Blep encapsulation, which occurs in the long term, is one of the most important causes of implant failure. In a study conducted, bleb encapsulation was reported as 23% after the Ahmed glaucoma valve. Although it has been suggested to apply antimetabolite during implantation to prevent this, in controlled studies, it has been observed that applying antimetabolite in tube implants does not increase surgical success. The most important factor in bleb encapsulation is the tenon tissue; therefore, in recent years, it has been thought that placing the plate part on it after the tenon tissue is thoroughly separated from the conjunctiva will create a healthier capsule and proposed that it will reduce the risk of bleb encapsulation.

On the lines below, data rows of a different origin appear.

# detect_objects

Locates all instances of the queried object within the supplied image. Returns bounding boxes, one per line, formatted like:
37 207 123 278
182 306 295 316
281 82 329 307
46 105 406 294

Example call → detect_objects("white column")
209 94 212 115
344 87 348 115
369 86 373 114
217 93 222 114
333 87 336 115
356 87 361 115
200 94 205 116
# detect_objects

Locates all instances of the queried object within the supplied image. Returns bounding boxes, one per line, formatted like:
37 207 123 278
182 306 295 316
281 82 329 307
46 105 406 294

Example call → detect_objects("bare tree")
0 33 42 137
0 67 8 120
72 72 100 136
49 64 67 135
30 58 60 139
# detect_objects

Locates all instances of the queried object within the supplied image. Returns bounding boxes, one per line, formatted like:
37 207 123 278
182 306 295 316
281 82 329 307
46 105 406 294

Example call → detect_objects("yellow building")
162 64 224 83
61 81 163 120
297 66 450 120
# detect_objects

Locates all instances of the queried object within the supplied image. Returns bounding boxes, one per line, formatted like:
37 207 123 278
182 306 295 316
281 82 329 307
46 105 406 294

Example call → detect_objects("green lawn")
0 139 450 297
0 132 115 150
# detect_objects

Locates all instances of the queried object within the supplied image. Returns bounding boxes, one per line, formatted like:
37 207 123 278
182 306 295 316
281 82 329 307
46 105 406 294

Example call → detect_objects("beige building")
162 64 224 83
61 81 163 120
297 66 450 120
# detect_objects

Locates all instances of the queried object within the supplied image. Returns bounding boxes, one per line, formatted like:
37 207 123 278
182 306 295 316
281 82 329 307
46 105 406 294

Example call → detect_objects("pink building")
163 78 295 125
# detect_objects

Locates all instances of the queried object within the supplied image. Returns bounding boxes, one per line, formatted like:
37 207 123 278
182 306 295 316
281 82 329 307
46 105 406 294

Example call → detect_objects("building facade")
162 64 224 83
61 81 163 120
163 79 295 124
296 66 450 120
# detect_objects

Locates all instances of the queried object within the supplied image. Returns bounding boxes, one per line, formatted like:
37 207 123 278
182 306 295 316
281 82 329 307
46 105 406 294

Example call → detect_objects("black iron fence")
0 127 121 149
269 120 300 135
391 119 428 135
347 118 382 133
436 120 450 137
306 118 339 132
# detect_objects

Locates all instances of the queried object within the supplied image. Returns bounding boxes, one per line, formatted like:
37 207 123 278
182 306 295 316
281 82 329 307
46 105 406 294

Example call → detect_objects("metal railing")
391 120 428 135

Corneal Decompensation and Graft Rejection

It is difficult for corneal decompensation to occur unless there is direct tube-endothelium contact. However, endothelial loss continues chronically after implantation. In a study conducted by Kim et al., this rate was found to be 10.5% in a year. While the endothelial loss is maximum at the place where the tube is placed, this rate is lower in the central cornea.

Strabismus and Diplopia

This complication especially occurs in large implants that contact extraocular muscles. While this rate is 77% in the first and large Baerveldt implant, it has dropped to 6% with the opening of fenestrations. Causes of strabismus and diplopia include mass effect due to large bleb, muscle tension, herniation of adipose tissue, Faden effect due to scarring under rectus muscles, and “acquired superior oblique syndrome”.

Cataract

It occurs due to tube-lens contact. The tube should be placed in the anterior chamber so as not to exceed the iris surface. If a cataract has developed, cataract surgery can be performed safely in the later period.

Tube Migration

It occurs as a result of wound contraction formed around the plate during wound healing and the plate not being well sutured. If the episcleral plate contracts backwards, the end of the tube may disappear from the anterior chamber, or the tube may move and cause endothelial loss. Therefore, the episcleral plate should be sutured to the sclera with non-absorbable suture material, and at the same time, the tube part should also be fixed with a suture on the sclera.

Endophthalmitis

Endophthalmitis is a rare complication in tube implants. It usually occurs due to conjunctival erosion around the tube and plate in the late period. Sometimes, the tube may need to be removed to control the infection. It should be distinguished from sterile endophthalmitis. This condition may respond to steroid therapy.

Optic Nerve Trauma

Today, the size differences of newly produced implants have brought the risk of trauma towards the optic nerve to the agenda. The critical distance for there to be no pressure on the optic nerve is 2 mm. The implants that can especially exceed this limit are Ahmed Glaucoma valve S2, FP7, and Baerveldt 350 mm2 implants. Especially in eyes with axial lengths below 20 mm and when these implants are placed in the upper nasal quadrant, it brings a serious risk of optic nerve trauma. The surface area of the implant; while being an important parameter in terms of the morphology of the bleb it will form; it has been observed in the studies that the implants with a very large surface area; (such as Baerveldt implant of 500 mm2) do not change the surgical success very much. There is no significant difference in surgical success when implants that cannot be placed in the upper temporal quadrant are placed in the lower quadrant.